To implement a direct transport strategy, NSH units will need to invest in extra ITU beds. This will be offset by cost savings at DGHs. However the cost savings will not necessarily offset the cost fully in the short-term. The implementation costs associated with shifting patients will have to be taken in to account in any cost impact analysis conducted for the purposes of implementation.
A US study206 reports a successful rate of GCS assessment (410/412 patients) by ambulance crews at the incident site, after an 8-hour training course. Hence, training for ambulance staff in the assessment of head injury patients would be necessary to safeguard the effectiveness and cost-effectiveness of the direct transport strategy.
Since we do not have survival outcomes for the other simulation model based in London (see 11.6.2) we could not use it to estimate cost-effectiveness. However, there is no reason to believe that it would effect our conclusions for near hospitals: if the specialist hospital is ≤20 minutes from the injury scene then direct transport is likely to be cost-effective. For distances greater than 20 minutes, the authors of the London model have erred on the side of caution by not recommending bypass. It seems logical that the further away is the specialist hospital the more risky is direct transport. Given the uncertainty of the evidence in this area, if we are to recommend direct transport at all then it probably is better to use some kind of cut-off but it is unclear how the authors of the London model made this decision since analyses based on transport times longer than 20 minutes are not present in the report.
The London model assumed that not just neurosciences but also other specialist services were available at the specialist centres.
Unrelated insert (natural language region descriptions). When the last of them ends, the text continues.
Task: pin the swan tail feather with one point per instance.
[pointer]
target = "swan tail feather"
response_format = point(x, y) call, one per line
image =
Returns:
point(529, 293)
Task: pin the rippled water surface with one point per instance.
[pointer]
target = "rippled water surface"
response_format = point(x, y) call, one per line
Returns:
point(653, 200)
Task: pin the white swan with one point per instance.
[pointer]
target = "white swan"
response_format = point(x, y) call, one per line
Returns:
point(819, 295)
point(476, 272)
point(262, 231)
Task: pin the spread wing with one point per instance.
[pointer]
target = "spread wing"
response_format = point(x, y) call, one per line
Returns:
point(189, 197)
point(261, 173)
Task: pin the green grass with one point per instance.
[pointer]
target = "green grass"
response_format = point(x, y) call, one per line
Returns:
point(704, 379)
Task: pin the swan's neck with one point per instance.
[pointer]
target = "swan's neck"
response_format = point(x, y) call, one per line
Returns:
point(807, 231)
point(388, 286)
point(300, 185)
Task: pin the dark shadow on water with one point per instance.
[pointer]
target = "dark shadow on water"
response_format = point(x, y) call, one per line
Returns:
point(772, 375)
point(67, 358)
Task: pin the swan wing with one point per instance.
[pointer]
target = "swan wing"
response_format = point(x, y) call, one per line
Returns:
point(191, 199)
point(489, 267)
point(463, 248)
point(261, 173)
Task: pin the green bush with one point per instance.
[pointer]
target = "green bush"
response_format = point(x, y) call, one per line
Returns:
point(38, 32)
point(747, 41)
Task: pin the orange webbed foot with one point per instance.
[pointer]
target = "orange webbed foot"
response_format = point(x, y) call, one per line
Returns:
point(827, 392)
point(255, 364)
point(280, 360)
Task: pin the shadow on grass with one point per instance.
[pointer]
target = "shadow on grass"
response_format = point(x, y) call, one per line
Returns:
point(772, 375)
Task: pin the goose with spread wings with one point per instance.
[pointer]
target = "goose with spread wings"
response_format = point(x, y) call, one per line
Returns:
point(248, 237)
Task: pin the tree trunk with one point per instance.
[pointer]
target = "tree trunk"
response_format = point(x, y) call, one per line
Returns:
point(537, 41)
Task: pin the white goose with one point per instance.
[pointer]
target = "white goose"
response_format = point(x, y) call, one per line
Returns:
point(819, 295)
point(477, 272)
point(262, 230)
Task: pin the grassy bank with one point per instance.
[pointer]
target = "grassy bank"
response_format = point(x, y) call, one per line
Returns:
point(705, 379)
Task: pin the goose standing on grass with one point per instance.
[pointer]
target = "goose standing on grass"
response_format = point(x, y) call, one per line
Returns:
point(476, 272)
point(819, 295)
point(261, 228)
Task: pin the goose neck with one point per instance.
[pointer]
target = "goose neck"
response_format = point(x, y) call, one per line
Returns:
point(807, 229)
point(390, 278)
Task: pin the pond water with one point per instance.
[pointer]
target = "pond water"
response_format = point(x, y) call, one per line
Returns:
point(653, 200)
If specialist centres contain the whole range of services then the issue of whether ambulance crews can diagnose isolated head injury becomes less of an issue (this problem had been raised by several stakeholders), as long as specialist hospitals have adequate provision of beds, etc. Perhaps we should be recommending that bypass strategies are developed at a regional level to take into account local service configurations.
11.6.4.9. Direct transport model: Conclusions
A simulation model and some empirical studies have shown reduced mortality associated with directly transporting patients with serious head injury to an NSH.
If ambulance crews can assess patients accurately then a policy of direct transport to an NSH is likely to produce a net cost saving to emergency department services (because of the resources involved with stabilising and transferring patients).
Long term care costs might increase or decrease depending on the extent that health status (quality of life) is improved by direct transport.
We found that even with conservative estimates about long term care costs, direct transport is likely to be cost-effective in spite of the very high costs of caring for patients with severe disability.
If ambulance crews (unintentionally) overestimate the number of patients to be treated in the Neurosciences Centre, some patients will experience journeys that are longer than necessary and may incur complications– in which case health gain might be decreased and costs increased for these patients.
Nevertheless, a sensitivity analysis showed that the number of overestimated patients would have to be quite high for the direct transport strategy to be no longer cost-effective.